The letter suggested that since the advice had been misleading, the application be reheard. The ARC rejected that and the official duck-shoving began.
Just how the experts from either council thought a hard metal wall wouldn't reflect sound is beyond me. What we do know is that no acoustic readings were taken of the existing noise levels across the motorway before construction began. I guess if you were confident there would be no harmful effects, you wouldn't see the need.
But now the problem has arisen, the experts are left floundering with nothing but the complaints of the aggrieved to go by. The Craigs certainly know what they can hear or feel - for at night they say it's more a vibration coming through their pillows.
They have lived in their home, 350m to 400m back from the motorway, for more than eight years and it never worried them until the wall was built. They are both now near breaking point, lately having to spend six weeks away on holiday on a doctor's orders.
"I've got permanent ringing in my ears now," says Mr Craig. "I thought I was going nuts when I started to break down on the phone. I've been a construction foreman and had to be fairly hard. I just went to a watery mess."
He says "a motorbike will give you absolute gip. You hear them come along the motorway as a faint noise then they hit that wall and it's like turning the amplifier up".
Both the city and regional councils concede there is a problem. However, solving it is taking much longer than creating it. A focus group of officials and locals is meeting. Acousticians are busy measuring sound levels.

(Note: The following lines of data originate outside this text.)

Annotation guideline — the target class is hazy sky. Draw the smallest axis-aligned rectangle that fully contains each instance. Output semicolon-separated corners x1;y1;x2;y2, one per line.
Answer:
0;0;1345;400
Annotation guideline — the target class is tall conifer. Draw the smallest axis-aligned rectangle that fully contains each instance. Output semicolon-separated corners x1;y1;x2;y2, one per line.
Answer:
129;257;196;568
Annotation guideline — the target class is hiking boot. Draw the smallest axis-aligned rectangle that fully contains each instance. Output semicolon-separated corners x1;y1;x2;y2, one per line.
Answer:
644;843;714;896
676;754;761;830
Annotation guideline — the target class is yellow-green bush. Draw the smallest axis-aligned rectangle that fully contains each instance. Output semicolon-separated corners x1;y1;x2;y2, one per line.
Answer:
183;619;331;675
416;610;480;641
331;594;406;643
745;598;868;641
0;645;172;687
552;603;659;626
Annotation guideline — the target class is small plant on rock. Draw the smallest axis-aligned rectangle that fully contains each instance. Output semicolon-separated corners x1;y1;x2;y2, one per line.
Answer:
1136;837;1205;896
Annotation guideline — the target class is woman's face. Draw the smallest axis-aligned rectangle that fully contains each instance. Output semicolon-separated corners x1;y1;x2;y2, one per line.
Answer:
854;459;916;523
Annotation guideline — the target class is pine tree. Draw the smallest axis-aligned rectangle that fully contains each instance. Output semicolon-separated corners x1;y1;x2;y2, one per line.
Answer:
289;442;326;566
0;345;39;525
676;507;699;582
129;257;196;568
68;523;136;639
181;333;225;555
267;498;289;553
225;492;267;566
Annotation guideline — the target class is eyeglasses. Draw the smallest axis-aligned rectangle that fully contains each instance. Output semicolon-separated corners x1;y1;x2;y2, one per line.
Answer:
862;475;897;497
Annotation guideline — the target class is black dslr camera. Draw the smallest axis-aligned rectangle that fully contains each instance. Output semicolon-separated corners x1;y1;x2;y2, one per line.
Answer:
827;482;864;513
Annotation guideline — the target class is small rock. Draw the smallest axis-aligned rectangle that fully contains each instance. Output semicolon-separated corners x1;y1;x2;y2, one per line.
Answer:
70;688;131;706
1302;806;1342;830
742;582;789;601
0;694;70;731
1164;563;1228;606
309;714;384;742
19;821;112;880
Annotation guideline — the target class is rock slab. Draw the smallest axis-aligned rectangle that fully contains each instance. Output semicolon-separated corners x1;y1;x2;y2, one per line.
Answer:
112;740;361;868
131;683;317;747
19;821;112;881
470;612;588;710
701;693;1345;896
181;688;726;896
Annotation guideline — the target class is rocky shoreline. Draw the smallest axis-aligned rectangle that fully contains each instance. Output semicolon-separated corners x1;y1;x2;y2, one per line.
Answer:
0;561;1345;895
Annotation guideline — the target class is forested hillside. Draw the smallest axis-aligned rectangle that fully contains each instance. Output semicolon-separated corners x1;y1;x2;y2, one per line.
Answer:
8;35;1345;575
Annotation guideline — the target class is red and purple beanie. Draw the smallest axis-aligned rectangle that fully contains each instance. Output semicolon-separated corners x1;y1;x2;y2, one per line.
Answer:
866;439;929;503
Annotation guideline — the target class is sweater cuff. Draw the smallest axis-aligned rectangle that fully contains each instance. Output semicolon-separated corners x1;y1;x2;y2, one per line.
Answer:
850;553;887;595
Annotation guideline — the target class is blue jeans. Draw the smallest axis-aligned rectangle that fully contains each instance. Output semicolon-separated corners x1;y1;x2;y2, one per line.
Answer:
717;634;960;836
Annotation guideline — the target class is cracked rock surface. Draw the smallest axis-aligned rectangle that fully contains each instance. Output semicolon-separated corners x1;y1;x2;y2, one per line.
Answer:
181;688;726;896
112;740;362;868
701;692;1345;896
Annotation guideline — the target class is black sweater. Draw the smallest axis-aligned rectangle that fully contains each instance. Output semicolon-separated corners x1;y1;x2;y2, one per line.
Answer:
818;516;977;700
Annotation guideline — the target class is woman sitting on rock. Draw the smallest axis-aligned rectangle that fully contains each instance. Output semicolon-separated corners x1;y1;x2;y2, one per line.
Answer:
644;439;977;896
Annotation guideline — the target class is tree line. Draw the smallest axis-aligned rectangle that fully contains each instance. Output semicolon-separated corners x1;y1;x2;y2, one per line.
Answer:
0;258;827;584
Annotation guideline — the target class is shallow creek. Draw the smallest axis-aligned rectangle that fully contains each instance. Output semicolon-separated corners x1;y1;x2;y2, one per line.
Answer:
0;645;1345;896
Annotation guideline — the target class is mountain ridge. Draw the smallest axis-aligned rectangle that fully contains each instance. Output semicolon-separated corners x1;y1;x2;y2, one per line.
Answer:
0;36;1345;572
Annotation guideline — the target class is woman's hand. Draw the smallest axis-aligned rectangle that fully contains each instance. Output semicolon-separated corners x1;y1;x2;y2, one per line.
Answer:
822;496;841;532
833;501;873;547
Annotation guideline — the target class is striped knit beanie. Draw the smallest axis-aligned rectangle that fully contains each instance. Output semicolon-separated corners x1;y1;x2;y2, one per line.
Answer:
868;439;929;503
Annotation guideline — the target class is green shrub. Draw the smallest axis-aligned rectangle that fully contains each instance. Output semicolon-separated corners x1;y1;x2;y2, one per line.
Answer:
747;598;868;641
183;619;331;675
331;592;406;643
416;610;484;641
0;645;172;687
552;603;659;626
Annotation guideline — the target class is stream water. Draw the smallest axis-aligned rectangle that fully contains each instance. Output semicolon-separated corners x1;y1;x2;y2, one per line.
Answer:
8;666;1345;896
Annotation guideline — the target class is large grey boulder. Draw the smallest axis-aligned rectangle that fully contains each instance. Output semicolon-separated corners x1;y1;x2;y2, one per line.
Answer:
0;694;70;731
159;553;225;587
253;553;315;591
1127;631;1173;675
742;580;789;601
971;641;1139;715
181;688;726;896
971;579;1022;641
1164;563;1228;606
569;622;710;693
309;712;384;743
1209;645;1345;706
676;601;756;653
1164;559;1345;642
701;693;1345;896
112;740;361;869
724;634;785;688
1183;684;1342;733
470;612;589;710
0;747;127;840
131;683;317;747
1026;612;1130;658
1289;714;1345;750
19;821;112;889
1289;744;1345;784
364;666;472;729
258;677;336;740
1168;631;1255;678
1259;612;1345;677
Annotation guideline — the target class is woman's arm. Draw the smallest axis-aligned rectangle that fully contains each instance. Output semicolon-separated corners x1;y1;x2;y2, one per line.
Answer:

The locals' solution is simple - demolish the wall. The ARC says that would cost $100,000 and is not an option. Instead it wants to mount an absorbent board of concrete and wood-wool just out from the existing metal wall. That will cost $70,000 to $80,000 and, they believe, do the trick. In the meantime, tests continue and so do the deliberations.
If the focus group agrees, then it's off to the politicians for approval. That won't be until late November or December.
The Craigs, whose request for quiet interim accommodation has been rejected by both the city and the region, continue to play night gypsies. As for the pro-roaders, from them not a peep has been heard.